Я хотел отказать ему и уже взял было под руку Ларису, как вдруг она спросила:
— А маслом вы можете написать портрет?
— Маслом? — спросил он, задумавшись, словно решая, стоит ли ему возиться и сумеем ли мы заплатить как следует. — Маслом? — переспросил он и вдруг быстро заговорил: — Да, конечно, могу… Могу гуашью или пастелью, как вы хотите… Сам я, правда, больше люблю акварель. Акварель дает сочные тона и прозрачность, она как бы излучает свет, то есть дает аромат жизненности… А масло — масло хорошо для монументальной живописи. Но если хотите, я к вашим услугам, А где писать вас? У меня, видите ли, нет своей мастерской…
— А если у нас? — сказала Лариса. — У нас в номере, в гостинице?
— Отлично! — сказал он. — Когда можно приступить к работе?
— Завтра, — сказала Лариса и, взяв меня под руку, назвала художнику гостиницу и номер. Когда мы отошли к Исаакию, она повисла на моей руке и прошептала: — Ты не сердишься?
Я сказал, что сердиться не сержусь, но напрасно она это затеяла: зря время потратим.
Лариса сжала мне руку:
— Ох, Степочка, какой же ты у меня хороший! Как я тебя люблю, если бы ты знал!
К сожалению, я не мог тогда предполагать, что встреча с бродячим художником будет иметь для нас тяжелые последствия.
33
На другой день Лариса поднялась чуть свет.

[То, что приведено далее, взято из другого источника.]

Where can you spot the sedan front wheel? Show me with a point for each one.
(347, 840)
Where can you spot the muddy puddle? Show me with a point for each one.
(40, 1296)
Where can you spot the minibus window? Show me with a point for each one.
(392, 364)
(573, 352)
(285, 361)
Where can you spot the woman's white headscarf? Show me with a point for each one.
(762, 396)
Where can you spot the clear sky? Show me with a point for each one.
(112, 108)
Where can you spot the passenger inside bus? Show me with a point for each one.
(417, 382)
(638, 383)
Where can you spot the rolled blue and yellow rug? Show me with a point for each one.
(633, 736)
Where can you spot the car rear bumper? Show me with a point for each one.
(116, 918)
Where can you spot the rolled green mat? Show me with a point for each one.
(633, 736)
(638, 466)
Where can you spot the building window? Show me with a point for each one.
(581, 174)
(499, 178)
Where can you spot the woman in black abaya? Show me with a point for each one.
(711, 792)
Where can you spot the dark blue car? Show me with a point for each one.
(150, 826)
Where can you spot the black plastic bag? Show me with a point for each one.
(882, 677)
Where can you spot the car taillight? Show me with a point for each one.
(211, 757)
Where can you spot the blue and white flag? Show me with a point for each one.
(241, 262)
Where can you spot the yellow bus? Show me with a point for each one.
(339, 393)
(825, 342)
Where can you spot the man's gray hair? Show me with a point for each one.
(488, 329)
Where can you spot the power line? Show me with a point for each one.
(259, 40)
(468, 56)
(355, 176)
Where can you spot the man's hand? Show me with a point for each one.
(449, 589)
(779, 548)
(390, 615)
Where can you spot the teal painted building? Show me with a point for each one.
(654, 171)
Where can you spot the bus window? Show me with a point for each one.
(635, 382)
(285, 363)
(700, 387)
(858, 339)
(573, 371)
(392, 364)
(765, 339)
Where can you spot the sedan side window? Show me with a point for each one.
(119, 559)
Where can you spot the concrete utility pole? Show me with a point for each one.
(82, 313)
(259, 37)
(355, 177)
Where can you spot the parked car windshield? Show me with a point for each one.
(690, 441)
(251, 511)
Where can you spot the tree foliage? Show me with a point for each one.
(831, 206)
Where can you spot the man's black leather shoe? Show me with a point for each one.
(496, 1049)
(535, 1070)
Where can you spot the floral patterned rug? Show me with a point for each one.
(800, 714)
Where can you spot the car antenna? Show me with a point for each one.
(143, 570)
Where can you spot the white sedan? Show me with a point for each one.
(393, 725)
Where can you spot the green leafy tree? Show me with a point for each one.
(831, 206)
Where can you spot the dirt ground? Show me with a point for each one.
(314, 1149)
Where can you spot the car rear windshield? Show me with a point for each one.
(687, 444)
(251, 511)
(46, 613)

Она прошлась по номеру, словно что–то разыскивая, котом остановилась у окна, раздвинула занавеси и долго глядела на город.

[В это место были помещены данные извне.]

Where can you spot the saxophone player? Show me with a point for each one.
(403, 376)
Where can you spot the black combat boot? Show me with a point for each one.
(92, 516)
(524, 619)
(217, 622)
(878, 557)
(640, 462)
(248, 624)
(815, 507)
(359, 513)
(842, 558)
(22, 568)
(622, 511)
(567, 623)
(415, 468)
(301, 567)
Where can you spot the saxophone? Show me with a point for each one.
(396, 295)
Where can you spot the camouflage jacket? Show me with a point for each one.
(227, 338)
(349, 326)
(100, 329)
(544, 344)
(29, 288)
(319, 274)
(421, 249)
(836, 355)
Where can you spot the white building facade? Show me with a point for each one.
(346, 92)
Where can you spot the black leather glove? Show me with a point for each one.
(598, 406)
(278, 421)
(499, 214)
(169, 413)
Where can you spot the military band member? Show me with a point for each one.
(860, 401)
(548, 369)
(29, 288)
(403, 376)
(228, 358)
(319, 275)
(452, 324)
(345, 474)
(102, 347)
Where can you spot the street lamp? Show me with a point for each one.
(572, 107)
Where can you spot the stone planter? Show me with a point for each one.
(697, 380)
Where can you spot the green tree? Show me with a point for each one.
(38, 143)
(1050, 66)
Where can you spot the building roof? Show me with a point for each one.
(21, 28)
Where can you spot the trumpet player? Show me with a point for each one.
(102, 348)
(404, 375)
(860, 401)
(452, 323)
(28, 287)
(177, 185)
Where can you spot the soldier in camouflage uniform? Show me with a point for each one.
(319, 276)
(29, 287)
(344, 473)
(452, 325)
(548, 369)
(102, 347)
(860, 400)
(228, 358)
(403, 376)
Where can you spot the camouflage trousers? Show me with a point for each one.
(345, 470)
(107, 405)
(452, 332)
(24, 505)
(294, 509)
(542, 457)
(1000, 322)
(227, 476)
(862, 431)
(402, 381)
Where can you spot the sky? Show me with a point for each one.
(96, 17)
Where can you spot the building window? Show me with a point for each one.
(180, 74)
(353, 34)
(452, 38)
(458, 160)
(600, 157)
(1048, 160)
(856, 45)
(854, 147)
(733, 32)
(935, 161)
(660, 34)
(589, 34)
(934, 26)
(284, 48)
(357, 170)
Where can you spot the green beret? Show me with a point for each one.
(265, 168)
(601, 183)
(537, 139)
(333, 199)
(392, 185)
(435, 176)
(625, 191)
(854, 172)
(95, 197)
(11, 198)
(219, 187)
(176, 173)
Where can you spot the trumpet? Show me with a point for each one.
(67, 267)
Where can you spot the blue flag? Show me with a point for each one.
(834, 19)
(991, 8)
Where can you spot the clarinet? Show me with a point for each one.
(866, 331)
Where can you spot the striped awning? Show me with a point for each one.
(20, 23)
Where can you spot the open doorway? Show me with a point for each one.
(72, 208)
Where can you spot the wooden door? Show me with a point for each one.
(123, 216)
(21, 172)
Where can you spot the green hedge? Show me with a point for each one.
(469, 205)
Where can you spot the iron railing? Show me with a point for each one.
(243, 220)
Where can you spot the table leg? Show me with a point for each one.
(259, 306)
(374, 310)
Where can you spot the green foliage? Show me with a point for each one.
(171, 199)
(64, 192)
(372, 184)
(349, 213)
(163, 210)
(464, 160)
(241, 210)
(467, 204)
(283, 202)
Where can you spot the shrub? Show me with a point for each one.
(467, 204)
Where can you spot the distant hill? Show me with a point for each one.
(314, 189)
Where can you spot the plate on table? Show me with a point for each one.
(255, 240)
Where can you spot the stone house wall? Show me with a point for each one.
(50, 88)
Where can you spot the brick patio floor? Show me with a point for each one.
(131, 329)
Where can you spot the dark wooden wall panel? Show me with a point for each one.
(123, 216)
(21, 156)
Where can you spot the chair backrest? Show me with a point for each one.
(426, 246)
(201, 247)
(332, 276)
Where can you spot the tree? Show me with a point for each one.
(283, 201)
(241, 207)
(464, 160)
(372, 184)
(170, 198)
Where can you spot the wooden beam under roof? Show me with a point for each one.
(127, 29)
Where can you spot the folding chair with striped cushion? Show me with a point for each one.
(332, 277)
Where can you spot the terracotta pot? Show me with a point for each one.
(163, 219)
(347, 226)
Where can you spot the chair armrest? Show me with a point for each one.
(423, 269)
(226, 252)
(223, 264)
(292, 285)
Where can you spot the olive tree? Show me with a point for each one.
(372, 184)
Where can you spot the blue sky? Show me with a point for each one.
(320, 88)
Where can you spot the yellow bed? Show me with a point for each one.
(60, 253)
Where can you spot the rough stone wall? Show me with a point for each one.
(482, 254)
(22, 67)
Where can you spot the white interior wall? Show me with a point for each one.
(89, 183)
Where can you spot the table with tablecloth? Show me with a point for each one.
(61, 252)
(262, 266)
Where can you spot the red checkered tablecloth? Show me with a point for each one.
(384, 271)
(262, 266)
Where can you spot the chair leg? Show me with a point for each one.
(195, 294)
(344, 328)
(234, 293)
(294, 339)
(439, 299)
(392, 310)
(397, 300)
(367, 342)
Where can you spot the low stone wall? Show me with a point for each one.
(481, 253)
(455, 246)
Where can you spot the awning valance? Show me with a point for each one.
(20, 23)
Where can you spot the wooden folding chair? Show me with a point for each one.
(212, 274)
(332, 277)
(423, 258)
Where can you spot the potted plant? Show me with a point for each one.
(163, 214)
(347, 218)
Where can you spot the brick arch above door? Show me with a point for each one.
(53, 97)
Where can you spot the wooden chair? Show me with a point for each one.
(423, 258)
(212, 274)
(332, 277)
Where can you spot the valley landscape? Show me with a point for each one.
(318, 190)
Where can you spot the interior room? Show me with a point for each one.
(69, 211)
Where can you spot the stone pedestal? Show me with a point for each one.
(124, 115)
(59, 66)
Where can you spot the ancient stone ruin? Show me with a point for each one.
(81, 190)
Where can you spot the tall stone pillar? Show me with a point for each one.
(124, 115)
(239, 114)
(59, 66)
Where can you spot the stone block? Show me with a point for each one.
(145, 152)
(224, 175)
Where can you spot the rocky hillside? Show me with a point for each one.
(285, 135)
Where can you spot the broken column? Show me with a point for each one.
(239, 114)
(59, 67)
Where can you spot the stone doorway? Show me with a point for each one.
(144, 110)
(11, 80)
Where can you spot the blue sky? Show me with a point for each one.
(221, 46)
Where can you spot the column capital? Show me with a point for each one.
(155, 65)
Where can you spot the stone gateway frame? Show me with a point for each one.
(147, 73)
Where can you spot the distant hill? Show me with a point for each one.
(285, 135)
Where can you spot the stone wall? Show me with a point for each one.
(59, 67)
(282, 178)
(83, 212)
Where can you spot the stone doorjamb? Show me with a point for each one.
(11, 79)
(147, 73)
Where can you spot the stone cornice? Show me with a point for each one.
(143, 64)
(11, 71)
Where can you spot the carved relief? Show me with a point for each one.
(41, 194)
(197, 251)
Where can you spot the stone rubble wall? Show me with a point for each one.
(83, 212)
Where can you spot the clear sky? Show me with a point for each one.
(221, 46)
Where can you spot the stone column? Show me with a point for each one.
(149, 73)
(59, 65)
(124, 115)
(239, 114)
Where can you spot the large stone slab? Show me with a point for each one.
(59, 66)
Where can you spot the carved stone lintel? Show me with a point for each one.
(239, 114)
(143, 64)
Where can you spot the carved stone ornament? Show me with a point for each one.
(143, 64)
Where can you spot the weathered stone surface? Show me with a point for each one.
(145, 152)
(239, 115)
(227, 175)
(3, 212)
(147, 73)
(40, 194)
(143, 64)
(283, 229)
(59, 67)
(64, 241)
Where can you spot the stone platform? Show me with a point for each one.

Ленинград пробуждался: с улиц уже слышался глуховатый шум, где–то протяжно выли гудки, от вокзала доносились вздохи паровозов.
Я смотрел на Ларису и не мог понять, что встревожило ее. Почему она так рано поднялась? Постояв у окна, она отошла к зеркалу, рассыпала по плечам волосы и стала их расчесывать… Волосы у нее, профессор, мягкие, длинные, они не растут, а как бы льются, словно шелковые струи. Расчесав и уложив их, она принялась «шпаклевать» лицо. Намажет одним кремом, затем снимет ваткой. После этого накладывает другой. Я не мог понять, зачем она мазалась.
В Ленинграде женщины бледные. Им, вероятно, и нужна была вся эта штукатурка. А ей зачем? Когда она была готова, мы сели завтракать. И за столом она была неспокойна, словно чем–то встревожена, ела плохо.
Я спросил ее, что с ней. Она пожала плечами.
— Так… Ничего… Сама не знаю…
— Ты, может быть, нездорова? — спросил я.
Она покачала головой.
— Нет, я здорова, — улыбнулась она, — ты не тревожься, Степочка, я совершенно здорова!.. Но так, знаешь… грустно что–то мне стало, и спала я плохо…
Она снова как–то через силу улыбнулась и встала из–за стола, посмотрела на себя в зеркало, затем подошла к окну, постояла немного, что–то написала пальчиком на пыльном стекле, повернулась ко мне и спросила:
— Как ты находишь меня, Степочка?
Я ответил ей, что она очень хороша. Она подошла, положила руки мне на плечи, вздохнула, затем прижалась щекой и сказала:
— Я гадкая… За что ты меня только любишь?
Я хотел ответить ей, но в это время в дверь кто–то тихо, словно царапаясь, постучался.
— Войдите, — сказала Лариса.
В дверях показался художник, тот самый красноносый тип. Я забыл о том, что он должен был прийти сегодня. Теперь я понял, зачем Лариса так рано поднялась с постели и долго сидела перед зеркалом. Вот для него, для этого доморощенного Рембрандта.